ASPEN Outputs¶
Workdir¶
The workdir which is supplied as -w
while running aspen init
, dryrun
and run
commands will contain the following files:
WORKDIR
├── cluster.json
├── config.yaml
├── contrasts.tsv
├── dryrun_git_commit.txt
├── dryrun.log
├── fastqs
├── logs
├── results
├── runinfo.yaml
├── sampleinfo.txt
├── samples.tsv
├── scripts
├── slurm-48768339.out
├── snakemake.log
├── snakemake.stats
├── stats
├── submit_script.sbatch
└── tools.yaml
Here are more details about these files:
File | File Type | Mode (-m ) When This File is Created/Overwritten | Description |
---|---|---|---|
cluster.json | JSON | init | Defines cluster resources per snakemake rule |
config.yaml | YAML | init; can be edited later | Configurable parameters for this specific run |
contrasts.tsv | TSV | Needs to be added in after init | List of contrasts to run, one per line; has no header |
dryrun_git_commit.txt | TXT | dryrun | The git commit hash of the version of ASPEN used at dryrun |
dryrun.log | TXT | dryrun | Log from -m=dryrun |
fastqs | FOLDER | dryrun | Folder containing symlinks to raw data |
logs | FOLDER | dryrun | Folder containing all logs including Slurm .out and .err files |
results | FOLDER | Created at dryrun but populated during run | Main outputs folder |
runinfo.yaml | YAML | After completion of run | Metadata about the run executor, etc. |
sampleinfo.txt | TXT | dryrun, run | Tab-delimited mappings between replicateNames and sampleNames |
samples.tsv | TSV | init; can be edited later | Tab-delimited manifest with replicateName , sampleName , path_to_R1_fastq , path_to_R2_fastq . This file has a header. |
scripts | FOLDER | init | Folder keeps local copy of scripts called by various rules |
slurm-49051815.out | TXT | run | Slurm .out file for the master job |
snakemake.log | TXT | run | Snakemake .log file for the master job; older copies timestamped and moved into logs folder |
stats | FOLDER | Created at dryrun but populated during run | Contains older timestamped runinfo.yaml files |
submit_script.sbatch | TXT | run | Slurm script to kickstart the main Snakemake job |
tools.yaml | YAML | run | YAML containing the version of tools used in the pipeline (obsolete; was used to load specific module versions prior to moving over to Docker/Singularity containers) |
Resultsdir¶
The results directory contains the actual output files.
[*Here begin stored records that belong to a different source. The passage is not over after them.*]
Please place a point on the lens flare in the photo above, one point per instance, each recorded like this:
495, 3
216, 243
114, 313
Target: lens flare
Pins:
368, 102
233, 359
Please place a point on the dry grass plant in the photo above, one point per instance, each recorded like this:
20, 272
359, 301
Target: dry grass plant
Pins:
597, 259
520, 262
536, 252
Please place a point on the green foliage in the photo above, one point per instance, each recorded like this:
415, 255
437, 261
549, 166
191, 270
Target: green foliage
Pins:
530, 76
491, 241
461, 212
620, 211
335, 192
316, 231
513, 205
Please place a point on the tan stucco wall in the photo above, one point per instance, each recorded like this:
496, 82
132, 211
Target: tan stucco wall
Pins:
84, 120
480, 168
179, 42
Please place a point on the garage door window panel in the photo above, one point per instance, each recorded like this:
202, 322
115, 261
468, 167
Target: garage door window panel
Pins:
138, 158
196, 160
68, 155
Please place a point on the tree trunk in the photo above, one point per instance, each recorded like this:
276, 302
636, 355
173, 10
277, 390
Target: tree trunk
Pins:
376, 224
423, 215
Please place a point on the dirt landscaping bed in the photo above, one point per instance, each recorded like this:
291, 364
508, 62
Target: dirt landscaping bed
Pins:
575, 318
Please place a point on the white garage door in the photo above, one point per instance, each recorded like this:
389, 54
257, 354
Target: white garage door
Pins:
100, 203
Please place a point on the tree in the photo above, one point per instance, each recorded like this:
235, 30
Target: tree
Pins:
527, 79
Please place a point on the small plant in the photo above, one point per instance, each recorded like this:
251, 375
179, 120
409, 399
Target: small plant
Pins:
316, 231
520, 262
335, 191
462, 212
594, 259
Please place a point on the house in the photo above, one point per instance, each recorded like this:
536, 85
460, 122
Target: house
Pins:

Below are the folders that you may find within it.
WORKDIR
├── results
├── dedupBam
├── peaks
├── QC
├── qsortedBam
├── tagAlign
└── tmp
Content details:
Folder | Description |
---|---|
dedupBam | Deduplicated filtered BAM files; can be used for visualization. |
peaks | Genrich/MACS2 peak calls (raw, consensus, fixed-width); also contains ROI files with Diff-ATAC results if contrasts.tsv is provided; motif enrichments using HOMER and AME; bigwigs for visualization. |
QC | Flagstats; dupmetrics; read counts; motif enrichments; FLD stats; Fqscreen; FRiP; ChIPSeeker results; TSS enrichments; Preseq; MultiQC. |
qsortedBam | Query name sorted BAM files; used for Genrich peak calling (includes multimappers). |
tagAlign | tagAlign.gz files; deduplicated; used for MACS2 peak calling. |
tmp | Can be deleted; blacklist index; intermediate FASTQs; Genrich output reads. |
The QC
folder contains the multiqc_report.html
file which provides a comprehensive summary of the quality control metrics across all samples, including read quality, duplication rates, and other relevant statistics. This report aggregates results from various QC tools such as FastQC, FastqScreen, FLD, TSS enrichment, Peak Annotations, and others, presenting them in an easy-to-read format with interactive plots and tables. It helps in quickly identifying any issues with the sequencing data and ensures that the data quality is sufficient for downstream analysis.
Note
BAM files from dedupBam
can be used for downstream footprinting analysis using CCBR_TOBIAS pipeline
Note
bamCompare from deeptools can be run to compare BAMs from dedupBam
for comprehensive BAM comparisons.
Note
BAM files from dedupBam
can also be converted to BED format and processed with chromVAR to identify variability in motif accessibility across samples and assess differentially active transcription factors from the JASPAR database.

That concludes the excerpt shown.